From a hillside barn in Litchfield, Mich., a calf gnawed on Scott Ferry’s finger. He held up his phone, livestreaming the scene for his banker, Stephanie Brummette. “It’s almost feeding time,” he told her.
“Oh my gosh. Best job ever. I’m glad I needed a signature,” Brummette said, beaming through her computer at Union Bank’s digital call center in Odessa, Mich. The two had been sorting out the paperwork for the fourth-generation Ferry Farm’s Paycheck Protection Program loan. “This should go fast ’cause it’s just one document,” she said.
The recorded conversation between Brummette and the bank’s first PPP customer has been viewed more than 1,000 times on YouTube, a nice advertising boost for Union Bank’s digital branch. Brummette, the branch’s manager, is a BankBeat 2021 Rising Star in Banking.
The virtual doors for the branch opened five months before the pandemic. The largest clientele has been marijuana-related businesses and PPP customers — those that require the strongest support as they pilot compliance and regulatory challenges in the era of social distancing.
With most of its physical branches located in rural areas of the state, Union Bank expected its digital customers to be mostly rural students away at college. Though this hasn’t emerged as the majority of its market, its virtual branch’s first customer was a student studying abroad who needed assistance regarding a fraudulent charge.
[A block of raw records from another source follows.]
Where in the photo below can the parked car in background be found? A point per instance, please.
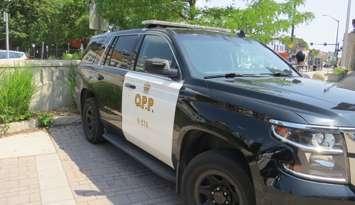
(223, 116)
(13, 55)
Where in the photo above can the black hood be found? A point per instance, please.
(316, 101)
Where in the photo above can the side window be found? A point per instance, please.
(155, 47)
(121, 53)
(95, 50)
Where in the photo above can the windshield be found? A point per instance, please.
(211, 54)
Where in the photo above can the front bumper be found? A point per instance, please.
(290, 190)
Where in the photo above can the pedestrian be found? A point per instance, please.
(300, 58)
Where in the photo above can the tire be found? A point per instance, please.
(214, 178)
(92, 125)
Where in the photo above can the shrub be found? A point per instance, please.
(45, 120)
(16, 90)
(72, 56)
(71, 80)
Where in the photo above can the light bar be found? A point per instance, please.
(148, 23)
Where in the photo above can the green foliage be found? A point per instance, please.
(318, 76)
(262, 19)
(72, 56)
(50, 21)
(71, 80)
(16, 90)
(340, 71)
(45, 120)
(130, 14)
(294, 44)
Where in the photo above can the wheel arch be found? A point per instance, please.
(84, 94)
(196, 141)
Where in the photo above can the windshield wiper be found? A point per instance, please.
(230, 75)
(281, 74)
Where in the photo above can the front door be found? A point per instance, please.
(149, 102)
(118, 62)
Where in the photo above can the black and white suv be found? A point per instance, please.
(222, 116)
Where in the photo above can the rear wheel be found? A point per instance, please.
(214, 178)
(92, 125)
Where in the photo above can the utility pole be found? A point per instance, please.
(348, 18)
(6, 19)
(336, 52)
(293, 22)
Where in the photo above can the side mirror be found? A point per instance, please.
(161, 67)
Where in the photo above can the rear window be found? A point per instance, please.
(95, 50)
(121, 53)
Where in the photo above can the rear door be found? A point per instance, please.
(149, 101)
(120, 59)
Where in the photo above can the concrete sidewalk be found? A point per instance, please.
(62, 168)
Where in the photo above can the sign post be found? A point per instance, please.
(6, 19)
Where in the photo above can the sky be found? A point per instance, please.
(321, 29)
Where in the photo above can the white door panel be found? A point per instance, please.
(148, 112)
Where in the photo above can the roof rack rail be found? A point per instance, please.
(165, 24)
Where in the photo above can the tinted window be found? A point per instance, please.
(155, 47)
(219, 54)
(95, 50)
(121, 53)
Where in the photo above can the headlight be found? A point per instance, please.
(321, 151)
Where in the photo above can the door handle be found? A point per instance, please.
(100, 77)
(131, 86)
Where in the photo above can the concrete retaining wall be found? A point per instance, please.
(50, 77)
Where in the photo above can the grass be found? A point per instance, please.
(16, 90)
(45, 120)
(72, 56)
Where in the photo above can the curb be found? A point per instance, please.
(66, 120)
(32, 125)
(17, 127)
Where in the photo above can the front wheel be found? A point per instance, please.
(92, 125)
(212, 178)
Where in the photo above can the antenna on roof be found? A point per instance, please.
(241, 34)
(167, 24)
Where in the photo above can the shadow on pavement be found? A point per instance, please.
(103, 174)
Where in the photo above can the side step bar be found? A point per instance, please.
(146, 159)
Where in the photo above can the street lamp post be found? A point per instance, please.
(336, 52)
(6, 19)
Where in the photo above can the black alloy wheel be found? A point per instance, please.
(92, 125)
(217, 178)
(215, 187)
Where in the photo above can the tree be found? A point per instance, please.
(130, 14)
(49, 21)
(262, 19)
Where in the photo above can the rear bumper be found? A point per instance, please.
(290, 190)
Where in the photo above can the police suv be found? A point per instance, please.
(223, 116)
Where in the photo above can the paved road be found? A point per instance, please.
(349, 82)
(64, 169)
(102, 174)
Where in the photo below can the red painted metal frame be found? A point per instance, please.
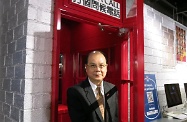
(135, 25)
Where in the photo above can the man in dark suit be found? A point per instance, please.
(83, 105)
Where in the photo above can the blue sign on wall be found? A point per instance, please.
(152, 108)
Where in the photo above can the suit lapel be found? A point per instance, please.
(91, 98)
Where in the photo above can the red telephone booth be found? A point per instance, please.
(82, 26)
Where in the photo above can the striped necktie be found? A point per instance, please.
(100, 100)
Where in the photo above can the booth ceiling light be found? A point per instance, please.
(121, 30)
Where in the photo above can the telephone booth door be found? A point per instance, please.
(75, 36)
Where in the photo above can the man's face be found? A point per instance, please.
(96, 68)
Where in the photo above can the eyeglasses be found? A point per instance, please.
(94, 66)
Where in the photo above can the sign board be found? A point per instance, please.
(152, 108)
(106, 12)
(108, 7)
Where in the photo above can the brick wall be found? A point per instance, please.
(25, 60)
(160, 54)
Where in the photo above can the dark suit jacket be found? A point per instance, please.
(83, 106)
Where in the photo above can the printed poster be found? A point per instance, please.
(181, 44)
(152, 108)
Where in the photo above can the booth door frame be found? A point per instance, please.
(136, 53)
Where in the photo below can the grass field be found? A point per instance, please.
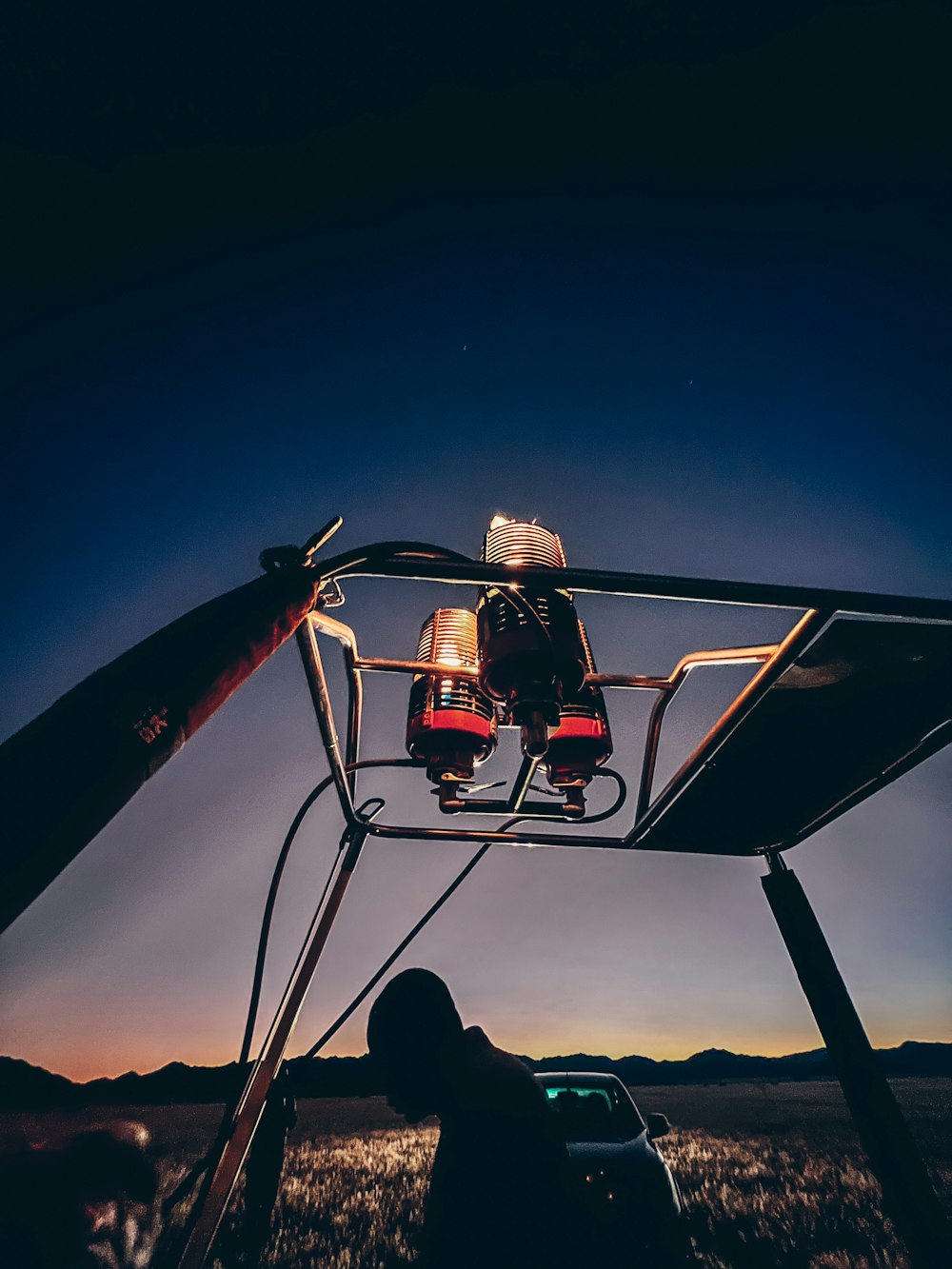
(773, 1176)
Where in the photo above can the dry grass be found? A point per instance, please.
(773, 1177)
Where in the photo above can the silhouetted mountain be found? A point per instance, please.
(25, 1086)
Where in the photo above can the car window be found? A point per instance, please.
(596, 1113)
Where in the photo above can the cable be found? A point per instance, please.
(406, 943)
(616, 806)
(188, 1181)
(276, 882)
(432, 911)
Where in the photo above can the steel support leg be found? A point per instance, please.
(225, 1172)
(895, 1159)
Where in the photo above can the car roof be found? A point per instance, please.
(581, 1079)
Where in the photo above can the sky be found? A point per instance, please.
(674, 283)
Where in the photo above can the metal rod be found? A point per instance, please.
(646, 586)
(521, 784)
(783, 655)
(894, 1155)
(320, 698)
(638, 682)
(248, 1115)
(714, 656)
(346, 636)
(414, 833)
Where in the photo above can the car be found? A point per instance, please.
(630, 1200)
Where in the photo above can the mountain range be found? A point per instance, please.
(27, 1088)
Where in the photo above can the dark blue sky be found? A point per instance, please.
(682, 294)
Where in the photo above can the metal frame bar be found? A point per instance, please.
(775, 659)
(893, 1151)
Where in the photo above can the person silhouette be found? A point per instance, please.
(501, 1192)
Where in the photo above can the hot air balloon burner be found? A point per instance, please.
(531, 655)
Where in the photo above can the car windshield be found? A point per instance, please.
(594, 1113)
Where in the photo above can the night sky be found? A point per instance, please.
(672, 278)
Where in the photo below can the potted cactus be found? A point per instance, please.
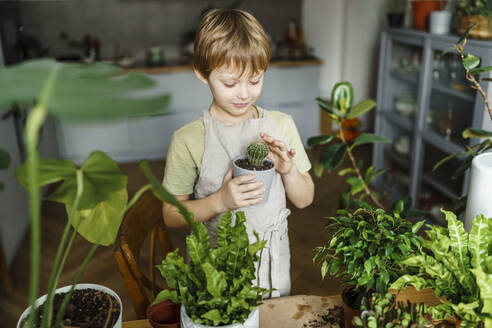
(257, 163)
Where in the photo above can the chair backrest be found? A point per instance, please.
(142, 220)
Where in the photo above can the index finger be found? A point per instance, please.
(244, 178)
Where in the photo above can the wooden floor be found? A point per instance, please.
(306, 231)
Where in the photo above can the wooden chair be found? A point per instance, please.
(144, 218)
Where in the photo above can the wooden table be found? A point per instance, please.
(295, 311)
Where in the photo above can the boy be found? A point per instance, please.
(231, 55)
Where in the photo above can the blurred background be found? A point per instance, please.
(388, 49)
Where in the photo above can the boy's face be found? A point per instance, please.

To help the student, four bankers gathered for a virtual conversation. Everyone was in the same room. Everyone was new. Everyone was nervous. Everyone wanted it to go well.
“With a pandemic, we’ve had to split up,” Brummette said. In the remote setting, the team’s respective screens light and ping with continual connection. For Brummette, direct communication feels natural, even if it’s confrontational.
“If there’s something that’s not going right, I don’t feel uncomfortable saying, ‘Hey, we’re going to have a video chat real quick and talk about something that’s going on,’” she said. “That, to me, is easy.”
The digitally “open-door” atmosphere allows for growth and strength as a team, Brummette said. “I think my team can ask any questions. They can ask each other questions. There’s always that camaraderie for helping each other succeed,” she said. “We’re all looking out for each other.”
Brummette, too, relies on the team for her own success as a leader. She calls colleague Casey Goggins her “go-to” guy to help out when she’s not around. Having that helper “who has the same core beliefs as you, the same banking beliefs as you, the same work ethic as you, or even just carries out exactly what your expectations are when you’re not around is super helpful.”
Brummette’s professional growth, too, has been under the wings of her superiors, learning by assisting wherever she could. Energized by utility, she can help with just about anything other than a mortgage or a commercial loan, she said.
“I like being a resource for people,” she said.
Brummette’s curiosity and willingness to help initially led her on a winding professional path. She explored careers in teaching and nursing, ultimately culminating with a degree in management when her banking career was still embryonic.
She attended night classes, minded a toddler, had a baby, and transitioned from head teller to branch manager at Union Bank, all before she graduated in 2014. “Being able to raise my family and not feel that I’m missing out on things with them, and still be able to work and enjoy my job is a pretty cool accomplishment.”
Brummette is proud of those years, and the ability to remain present amid the juggling she does. She continues to pay attention, identifying fractions of days, or behaviors that might conceal a need. She’s aware of the patterns of her employees and the customers who consistently call, and, like a doctor observing her patient’s medical records, notices when things change. Is there fraud? Is something wrong at home?
Brummette relates to her customers as she would to family members, she said. Noticing details is a product of that relationship. When she started a photography business with a previous coworker, they took photos of families and weddings, some of whom were for customers. With the click and a flash behind a lens, Brummette preserved the sliver of a bride and groom’s first glance, and the eyes of family members watching the first dance or the cut of the cake. “It’s just magical,” she said.